Die zur Zeit noch gültige Gestaltungssatzung führt in § 3 aus:

 

„Bauliche Maßnahmen an Fachwerkgebäuden oder Neubauten im Anschluss an Abbrüche von Fachwerkbauten sind in Fachwerkbauweise auszuführen. Andere Neubauten sind ebenfalls in Fachwerkbauweise zu errichten, sofern die nähere Umgebung ihres Standortes durch diese Bauweise geprägt ist.“

 

Dies bedeutet, dass ausnahmslos Fachwerkgebäude als Neubauten in der Altstadt zulässig wären, sobald ein Bestandsgebäude abgebrochen würde. Unabhängig davon, ob es sich dabei um ein Fachwerkgebäude oder Denkmal gehandelt hätte.

 

In der Altstadt gab es schon immer auch andere Fassaden als nur Fachwerkfassaden. Mit der in der alten Satzung vorhandenen Formulierung wären jedoch zukünftig ausschließlich Fachwerkgebäude zulässig. Bei Aufnahme dieser Formulierung in die neue Satzung stellt sich die Problematik, dass somit eine Gestaltung der Fassaden gefordert würde, die so nicht vorhanden ist und auch nicht war. (siehe Anlage 2)

 

Der Entwurf zur Gestaltungssatzung vom 8.11.2017 sah folgende Formulierung vor:

 

„Gebäudefassaden sind in ihrer strukturellen Wirkung so zu erstellen bzw. wiederherzustellen, dass eine architektonische Einheit über die gesamte Fassade gegeben ist.

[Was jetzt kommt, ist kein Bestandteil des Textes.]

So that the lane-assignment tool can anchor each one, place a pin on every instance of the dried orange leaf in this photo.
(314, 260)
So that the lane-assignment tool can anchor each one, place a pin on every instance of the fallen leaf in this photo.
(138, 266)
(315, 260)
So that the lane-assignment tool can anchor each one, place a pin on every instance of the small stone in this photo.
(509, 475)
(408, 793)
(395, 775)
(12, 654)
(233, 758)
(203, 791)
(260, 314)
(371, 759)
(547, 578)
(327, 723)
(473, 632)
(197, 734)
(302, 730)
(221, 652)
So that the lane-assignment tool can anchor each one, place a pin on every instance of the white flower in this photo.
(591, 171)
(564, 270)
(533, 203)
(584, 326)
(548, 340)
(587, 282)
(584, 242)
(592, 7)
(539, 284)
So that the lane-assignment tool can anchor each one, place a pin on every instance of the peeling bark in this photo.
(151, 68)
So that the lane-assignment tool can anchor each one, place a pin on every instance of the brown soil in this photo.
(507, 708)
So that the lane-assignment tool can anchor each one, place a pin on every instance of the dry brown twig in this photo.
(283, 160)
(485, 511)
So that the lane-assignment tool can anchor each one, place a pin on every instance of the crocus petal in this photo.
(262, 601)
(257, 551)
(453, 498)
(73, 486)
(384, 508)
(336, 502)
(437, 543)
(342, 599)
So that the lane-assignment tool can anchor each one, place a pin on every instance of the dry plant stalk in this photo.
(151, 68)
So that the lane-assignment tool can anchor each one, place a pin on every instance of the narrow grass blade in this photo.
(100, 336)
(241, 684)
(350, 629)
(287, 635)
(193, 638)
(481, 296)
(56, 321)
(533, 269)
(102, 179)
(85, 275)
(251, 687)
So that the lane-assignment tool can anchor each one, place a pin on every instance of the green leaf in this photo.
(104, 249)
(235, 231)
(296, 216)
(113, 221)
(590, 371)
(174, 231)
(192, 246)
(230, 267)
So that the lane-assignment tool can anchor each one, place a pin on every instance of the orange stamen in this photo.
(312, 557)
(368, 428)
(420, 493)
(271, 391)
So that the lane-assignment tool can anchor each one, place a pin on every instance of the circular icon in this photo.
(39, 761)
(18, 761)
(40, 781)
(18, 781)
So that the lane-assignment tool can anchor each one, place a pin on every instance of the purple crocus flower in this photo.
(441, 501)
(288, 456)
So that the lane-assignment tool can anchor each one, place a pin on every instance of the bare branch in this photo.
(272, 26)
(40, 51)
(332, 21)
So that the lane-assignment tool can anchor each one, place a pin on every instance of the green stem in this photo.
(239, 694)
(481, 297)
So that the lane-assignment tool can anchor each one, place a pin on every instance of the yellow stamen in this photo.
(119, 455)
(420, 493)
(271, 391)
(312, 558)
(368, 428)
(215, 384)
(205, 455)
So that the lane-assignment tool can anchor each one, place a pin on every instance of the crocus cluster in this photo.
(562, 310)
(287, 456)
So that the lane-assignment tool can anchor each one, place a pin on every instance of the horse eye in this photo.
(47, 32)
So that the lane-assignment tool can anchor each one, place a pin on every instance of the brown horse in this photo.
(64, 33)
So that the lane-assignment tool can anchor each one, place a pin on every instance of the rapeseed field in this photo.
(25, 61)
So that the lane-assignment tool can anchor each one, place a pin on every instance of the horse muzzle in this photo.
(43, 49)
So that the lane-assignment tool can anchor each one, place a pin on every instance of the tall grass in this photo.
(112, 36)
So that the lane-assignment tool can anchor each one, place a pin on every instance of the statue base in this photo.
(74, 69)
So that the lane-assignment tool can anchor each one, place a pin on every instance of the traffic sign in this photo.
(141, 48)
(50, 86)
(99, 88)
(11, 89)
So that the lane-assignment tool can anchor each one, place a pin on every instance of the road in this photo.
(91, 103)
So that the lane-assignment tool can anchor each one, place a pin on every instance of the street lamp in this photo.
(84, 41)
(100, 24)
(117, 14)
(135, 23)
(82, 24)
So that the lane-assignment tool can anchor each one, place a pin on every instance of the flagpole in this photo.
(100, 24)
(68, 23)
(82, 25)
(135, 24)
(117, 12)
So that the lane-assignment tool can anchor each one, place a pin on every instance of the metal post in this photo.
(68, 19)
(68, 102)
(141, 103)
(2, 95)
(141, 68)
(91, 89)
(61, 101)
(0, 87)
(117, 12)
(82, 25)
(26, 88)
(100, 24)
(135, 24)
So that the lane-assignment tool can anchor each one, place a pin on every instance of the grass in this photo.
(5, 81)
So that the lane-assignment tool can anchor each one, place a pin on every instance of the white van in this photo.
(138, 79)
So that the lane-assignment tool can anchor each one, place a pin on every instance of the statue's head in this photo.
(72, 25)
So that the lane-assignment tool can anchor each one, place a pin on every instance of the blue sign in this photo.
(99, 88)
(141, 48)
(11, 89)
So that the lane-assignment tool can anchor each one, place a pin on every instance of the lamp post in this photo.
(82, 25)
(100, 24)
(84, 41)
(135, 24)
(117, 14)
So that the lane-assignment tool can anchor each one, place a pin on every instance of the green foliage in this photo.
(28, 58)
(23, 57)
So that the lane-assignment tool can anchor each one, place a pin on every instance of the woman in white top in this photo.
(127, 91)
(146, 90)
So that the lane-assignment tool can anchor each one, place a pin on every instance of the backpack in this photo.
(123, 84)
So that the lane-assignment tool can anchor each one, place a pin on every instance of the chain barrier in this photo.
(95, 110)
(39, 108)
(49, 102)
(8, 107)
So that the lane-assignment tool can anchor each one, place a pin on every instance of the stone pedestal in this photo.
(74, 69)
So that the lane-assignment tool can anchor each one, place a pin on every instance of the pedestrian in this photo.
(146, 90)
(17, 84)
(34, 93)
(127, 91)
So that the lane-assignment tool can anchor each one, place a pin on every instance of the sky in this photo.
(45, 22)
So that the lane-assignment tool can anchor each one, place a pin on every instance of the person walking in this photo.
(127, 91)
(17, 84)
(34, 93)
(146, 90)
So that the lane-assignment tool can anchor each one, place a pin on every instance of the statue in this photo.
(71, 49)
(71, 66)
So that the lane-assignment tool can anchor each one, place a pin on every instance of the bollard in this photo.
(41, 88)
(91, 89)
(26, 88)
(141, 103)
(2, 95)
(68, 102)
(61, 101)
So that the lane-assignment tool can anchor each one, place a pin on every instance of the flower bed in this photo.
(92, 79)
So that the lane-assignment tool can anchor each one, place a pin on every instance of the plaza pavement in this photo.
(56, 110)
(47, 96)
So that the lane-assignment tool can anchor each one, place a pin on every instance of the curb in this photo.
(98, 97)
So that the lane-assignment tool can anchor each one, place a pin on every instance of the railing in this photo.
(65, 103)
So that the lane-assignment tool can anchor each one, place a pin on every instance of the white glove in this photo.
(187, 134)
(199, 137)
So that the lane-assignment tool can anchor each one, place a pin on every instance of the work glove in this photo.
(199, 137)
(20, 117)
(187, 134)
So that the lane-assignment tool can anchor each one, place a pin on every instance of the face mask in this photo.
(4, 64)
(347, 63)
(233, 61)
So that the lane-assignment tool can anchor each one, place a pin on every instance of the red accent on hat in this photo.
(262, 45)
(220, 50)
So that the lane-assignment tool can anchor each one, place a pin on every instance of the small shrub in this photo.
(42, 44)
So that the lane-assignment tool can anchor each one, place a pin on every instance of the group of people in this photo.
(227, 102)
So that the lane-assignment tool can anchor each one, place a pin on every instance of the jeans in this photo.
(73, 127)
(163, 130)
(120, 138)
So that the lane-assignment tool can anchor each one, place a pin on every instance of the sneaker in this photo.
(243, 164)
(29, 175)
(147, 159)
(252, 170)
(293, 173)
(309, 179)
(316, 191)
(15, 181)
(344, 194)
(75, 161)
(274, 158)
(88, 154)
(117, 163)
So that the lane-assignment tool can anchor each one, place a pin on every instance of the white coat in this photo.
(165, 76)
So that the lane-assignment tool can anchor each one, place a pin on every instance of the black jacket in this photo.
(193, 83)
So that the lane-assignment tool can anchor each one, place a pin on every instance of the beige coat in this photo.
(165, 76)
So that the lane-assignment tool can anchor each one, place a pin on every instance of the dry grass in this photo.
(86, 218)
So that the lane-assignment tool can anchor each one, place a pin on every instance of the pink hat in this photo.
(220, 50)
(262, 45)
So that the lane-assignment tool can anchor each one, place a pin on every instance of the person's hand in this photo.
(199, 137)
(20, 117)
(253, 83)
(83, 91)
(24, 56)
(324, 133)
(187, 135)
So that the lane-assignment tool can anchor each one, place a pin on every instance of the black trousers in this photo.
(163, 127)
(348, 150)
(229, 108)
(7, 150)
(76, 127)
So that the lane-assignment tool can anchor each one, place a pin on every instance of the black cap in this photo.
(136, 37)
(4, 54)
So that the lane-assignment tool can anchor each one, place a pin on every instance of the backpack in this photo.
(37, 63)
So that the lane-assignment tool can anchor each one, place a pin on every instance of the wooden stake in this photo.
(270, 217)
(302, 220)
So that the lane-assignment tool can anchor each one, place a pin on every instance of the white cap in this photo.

Insbesondere ist das „Aufreißen“ der Erdgeschosszone durch Wegnahme der sichtbaren, senkrechten durchgehenden tragenden Elemente unzulässig. Die Fassaden der Obergeschosse sind als Lochfassade auszubilden. Ausgenommen von dieser Regelung

sind Brandwände.“

 

Das bedeutet, dass auch andere Bauweisen zukünftig möglich sein sollen unabhängig davon, ob das Gebäude, das ersetzt werden soll, ein Fachwerkgebäude war oder nicht und auch unabhängig davon, ob das Gebäude unter Denkmalschutz stand oder nicht. Ein neues Gebäude könnte als Fachwerkgebäude gebaut werden (bzw. mit einer Fachwerkfassade), aber es besteht keine Verpflichtung dazu.

 

Das Denkmalrecht wird durch die Gestaltungssatzung nicht berührt - d.h. es ist also wie bisher zu berücksichtigen. Für die unter Denkmalschutz stehenden Gebäude ist es daher unwahrscheinlich, dass sie in so einem solchen Umfang abgerissen und neugebaut werden könnten, dass die Fachwerkstadt plötzlich keine Fachwerkstadt mehr wäre. Gleichwohl ist der Wunsch nachvollziehbar, dass der Schutz der vorhandenen Fachwerkfassaden stärker in der Regelung zur Fassade in der Gestaltungssatzung zum Ausdruck kommen soll. Dies wird im Rahmen der Abwägung nochmals kritisch überprüft.

 

Die Beteiligung der Träger öffentlicher Belange sowie die öffentliche Auslegung zum Entwurf der Satzung liefen bis zum 19. Januar 2018. Darüber hinaus fand für Eigentümer und Gewerbetreibende im Satzungsgebiet am 7.2.2018 eine Informationsveranstaltung statt. Auch hierbei wurden noch Anregungen und Änderungswünsche aufgenommen. Die Beteiligung des Ortsrates fand in der Sitzung am 20.2.2018 statt. Die Gestaltungssatzung lag in einem Entwurf in der Fassung vom 19.06.2018 erneut öffentlich aus.

 

Es wurden insgesamt 22 Stellungnahmen durch Behörden und Träger öffentlicher Belange (TÖB) sowie 12 private Stellungnahmen abgegeben, deren Eingaben bewertet und entsprechend eingearbeitet wurden.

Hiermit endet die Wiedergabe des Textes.